Why do some businesses succeed when others fail? While it may seem to be a matter of luck, in reality there are common mistakes that kill many small businesses before they ever get off the ground. Give your startup a fighting chance by avoiding these 10 top startup missteps.
- Growing too fast: While growth is desirable, overexpansion is a serious error. Wanting to be the first to market with a new product, taking on added overhead, or trying to prove to anxious investors that you're growing can all spur you to overextend your business financially. Set realistic goals and expand only as needs dictate.
- Failing to track your finances: Look at businesses that fail and you'll find that many of them took on too much debt. Learn to pay strict attention to your finances, and keep careful records of all money coming in and going out.
- Overspending: Many new entrepreneurs burn through their startup capital before their cash flow is positive.

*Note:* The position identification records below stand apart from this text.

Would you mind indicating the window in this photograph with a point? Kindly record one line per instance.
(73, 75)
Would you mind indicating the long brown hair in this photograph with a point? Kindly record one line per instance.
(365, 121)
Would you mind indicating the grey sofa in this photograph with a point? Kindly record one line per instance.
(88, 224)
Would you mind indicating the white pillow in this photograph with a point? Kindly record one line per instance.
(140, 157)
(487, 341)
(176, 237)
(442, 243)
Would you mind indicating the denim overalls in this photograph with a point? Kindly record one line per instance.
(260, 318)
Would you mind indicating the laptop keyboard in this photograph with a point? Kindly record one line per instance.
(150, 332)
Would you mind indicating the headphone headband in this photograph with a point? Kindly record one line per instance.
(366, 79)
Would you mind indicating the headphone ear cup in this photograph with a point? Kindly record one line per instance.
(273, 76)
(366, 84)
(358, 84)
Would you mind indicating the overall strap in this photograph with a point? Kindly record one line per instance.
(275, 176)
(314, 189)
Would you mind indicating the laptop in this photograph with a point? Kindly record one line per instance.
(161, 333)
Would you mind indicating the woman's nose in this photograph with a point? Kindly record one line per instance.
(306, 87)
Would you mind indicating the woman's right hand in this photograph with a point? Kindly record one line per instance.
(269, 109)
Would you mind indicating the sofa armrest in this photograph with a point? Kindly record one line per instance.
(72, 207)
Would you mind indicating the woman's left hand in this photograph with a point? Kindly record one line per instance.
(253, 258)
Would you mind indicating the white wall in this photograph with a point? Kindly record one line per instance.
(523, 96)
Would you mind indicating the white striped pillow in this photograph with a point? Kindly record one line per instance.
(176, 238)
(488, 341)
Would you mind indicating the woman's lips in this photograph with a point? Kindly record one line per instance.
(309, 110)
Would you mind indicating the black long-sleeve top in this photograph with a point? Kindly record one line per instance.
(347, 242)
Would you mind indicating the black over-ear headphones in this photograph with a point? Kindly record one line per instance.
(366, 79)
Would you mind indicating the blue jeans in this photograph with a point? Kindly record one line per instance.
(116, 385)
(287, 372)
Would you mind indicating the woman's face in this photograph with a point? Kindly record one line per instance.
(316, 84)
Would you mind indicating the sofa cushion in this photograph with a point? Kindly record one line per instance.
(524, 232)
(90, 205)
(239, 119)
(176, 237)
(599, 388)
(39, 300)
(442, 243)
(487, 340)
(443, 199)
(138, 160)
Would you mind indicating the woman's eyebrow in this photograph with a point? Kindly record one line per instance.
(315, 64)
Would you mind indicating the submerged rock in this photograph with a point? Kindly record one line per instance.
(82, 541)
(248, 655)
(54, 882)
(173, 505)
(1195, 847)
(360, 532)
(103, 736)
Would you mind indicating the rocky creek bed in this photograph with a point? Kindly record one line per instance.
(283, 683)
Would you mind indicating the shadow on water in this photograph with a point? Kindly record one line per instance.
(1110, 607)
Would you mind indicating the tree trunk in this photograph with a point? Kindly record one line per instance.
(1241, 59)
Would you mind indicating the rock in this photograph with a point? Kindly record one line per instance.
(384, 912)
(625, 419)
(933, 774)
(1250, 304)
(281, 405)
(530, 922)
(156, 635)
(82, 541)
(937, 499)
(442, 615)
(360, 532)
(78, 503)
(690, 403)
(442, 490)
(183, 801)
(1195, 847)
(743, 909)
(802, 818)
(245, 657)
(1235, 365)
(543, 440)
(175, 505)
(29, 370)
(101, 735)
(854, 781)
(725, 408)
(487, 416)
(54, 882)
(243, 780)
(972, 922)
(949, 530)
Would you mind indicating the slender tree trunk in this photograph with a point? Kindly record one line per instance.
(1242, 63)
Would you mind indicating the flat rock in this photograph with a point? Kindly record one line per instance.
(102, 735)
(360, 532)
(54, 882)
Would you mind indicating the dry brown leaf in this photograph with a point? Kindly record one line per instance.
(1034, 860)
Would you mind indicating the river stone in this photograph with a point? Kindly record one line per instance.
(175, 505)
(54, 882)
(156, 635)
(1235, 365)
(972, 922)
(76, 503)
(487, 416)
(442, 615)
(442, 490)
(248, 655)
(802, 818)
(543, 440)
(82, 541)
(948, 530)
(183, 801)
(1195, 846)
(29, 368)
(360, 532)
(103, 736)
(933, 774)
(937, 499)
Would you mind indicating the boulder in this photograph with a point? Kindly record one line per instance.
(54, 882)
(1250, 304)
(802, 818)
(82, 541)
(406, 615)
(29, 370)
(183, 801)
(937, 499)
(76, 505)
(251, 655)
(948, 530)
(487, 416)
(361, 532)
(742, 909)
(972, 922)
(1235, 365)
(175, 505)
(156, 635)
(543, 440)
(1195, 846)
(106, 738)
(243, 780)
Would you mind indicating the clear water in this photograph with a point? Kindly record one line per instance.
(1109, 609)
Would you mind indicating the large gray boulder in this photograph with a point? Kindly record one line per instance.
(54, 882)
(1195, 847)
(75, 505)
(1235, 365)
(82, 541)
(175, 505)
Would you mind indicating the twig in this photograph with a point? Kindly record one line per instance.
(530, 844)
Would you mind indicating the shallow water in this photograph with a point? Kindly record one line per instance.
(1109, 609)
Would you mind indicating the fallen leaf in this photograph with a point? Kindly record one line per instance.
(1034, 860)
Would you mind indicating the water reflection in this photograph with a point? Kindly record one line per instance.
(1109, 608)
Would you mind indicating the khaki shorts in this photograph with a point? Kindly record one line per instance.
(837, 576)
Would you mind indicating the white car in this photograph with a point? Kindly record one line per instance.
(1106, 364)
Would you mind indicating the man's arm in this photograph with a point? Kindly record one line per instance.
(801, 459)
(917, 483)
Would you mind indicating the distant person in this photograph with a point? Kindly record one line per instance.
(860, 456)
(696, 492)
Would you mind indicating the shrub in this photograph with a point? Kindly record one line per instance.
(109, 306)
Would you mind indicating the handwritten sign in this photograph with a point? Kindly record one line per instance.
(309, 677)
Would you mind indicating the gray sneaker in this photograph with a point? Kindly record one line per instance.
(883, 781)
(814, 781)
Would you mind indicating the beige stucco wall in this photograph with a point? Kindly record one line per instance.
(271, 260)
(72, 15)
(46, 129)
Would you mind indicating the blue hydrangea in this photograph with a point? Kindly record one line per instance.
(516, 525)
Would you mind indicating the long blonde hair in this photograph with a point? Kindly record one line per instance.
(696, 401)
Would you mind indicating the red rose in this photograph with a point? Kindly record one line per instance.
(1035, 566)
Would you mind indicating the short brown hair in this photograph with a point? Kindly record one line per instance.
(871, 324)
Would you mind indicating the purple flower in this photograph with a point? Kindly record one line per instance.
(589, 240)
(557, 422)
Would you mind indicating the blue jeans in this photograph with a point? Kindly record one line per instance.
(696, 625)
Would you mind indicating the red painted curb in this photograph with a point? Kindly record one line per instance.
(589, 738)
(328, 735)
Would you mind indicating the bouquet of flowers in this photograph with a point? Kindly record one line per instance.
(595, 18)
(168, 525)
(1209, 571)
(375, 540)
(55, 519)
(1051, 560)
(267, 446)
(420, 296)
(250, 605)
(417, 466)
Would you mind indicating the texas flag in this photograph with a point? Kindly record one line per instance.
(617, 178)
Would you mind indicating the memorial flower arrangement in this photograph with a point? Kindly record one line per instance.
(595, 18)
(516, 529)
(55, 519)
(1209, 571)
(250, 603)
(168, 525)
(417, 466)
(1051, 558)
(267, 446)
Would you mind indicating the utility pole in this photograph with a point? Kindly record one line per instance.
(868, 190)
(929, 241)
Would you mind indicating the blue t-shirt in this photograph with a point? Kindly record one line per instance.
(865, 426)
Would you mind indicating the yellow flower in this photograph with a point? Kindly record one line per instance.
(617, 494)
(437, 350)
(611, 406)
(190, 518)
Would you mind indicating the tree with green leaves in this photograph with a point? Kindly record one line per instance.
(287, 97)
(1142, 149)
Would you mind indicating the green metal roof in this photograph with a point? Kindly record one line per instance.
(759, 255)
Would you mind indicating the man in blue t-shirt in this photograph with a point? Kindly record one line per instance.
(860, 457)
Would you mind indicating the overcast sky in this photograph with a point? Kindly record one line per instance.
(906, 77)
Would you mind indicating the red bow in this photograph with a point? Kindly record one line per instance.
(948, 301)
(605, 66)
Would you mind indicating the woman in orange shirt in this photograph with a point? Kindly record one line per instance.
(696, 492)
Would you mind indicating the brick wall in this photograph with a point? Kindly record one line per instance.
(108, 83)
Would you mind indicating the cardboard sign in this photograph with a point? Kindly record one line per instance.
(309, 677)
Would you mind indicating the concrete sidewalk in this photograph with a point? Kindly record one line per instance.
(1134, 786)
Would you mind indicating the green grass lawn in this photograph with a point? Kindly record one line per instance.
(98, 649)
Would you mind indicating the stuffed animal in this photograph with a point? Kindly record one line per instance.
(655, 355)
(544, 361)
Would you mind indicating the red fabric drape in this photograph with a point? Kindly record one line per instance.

This often happens because of misconceptions about how business operates. If you're just starting out, seek out seasoned veterans you can turn to for advice before making big expenditures.
- Lack of reserve capital: Be prepared for unexpected increases in the costs of things like utilities, materials, and labor. Make sure you keep enough reserve cash to carry you through tough times and seasonal slowdowns.
- Poor choice of location: Don't let a cheap lease tempt you into choosing the wrong location. Consider competition (how many similar businesses are located nearby?) and accessibility (is the area well served by freeways, public transportation, and foot traffic?).
- Poor execution: Poor customer service and overall employee incompetence will quickly sink your business. Make sure your employees place a premium on customer service. Develop systems and processes for how tasks should be accomplished, and create internal controls to monitor them.
- An inadequate business plan: A well thought-out business plan forces you to think about the future and the challenges you'll face. It also forces you to consider your financial needs, your marketing and management plans, your competition, and your overall strategy.
- Failing to change with the times: The ability to recognize opportunities and be flexible enough to adapt is crucial to surviving and thriving. Learn how to wear multiple hats, respond nimbly, and develop new areas of expertise.
- Ineffective marketing: Customers can't do business with you if they don't know you're there. It doesn't cost a lot to advertise and promote your business through online marketing, social media, email, local search, and more.
- Underestimating the competition: Customer loyalty doesn't just happen -- you have to earn it. Watch your competition and stay one step ahead of them. If you don't take care of your customers, your competition will.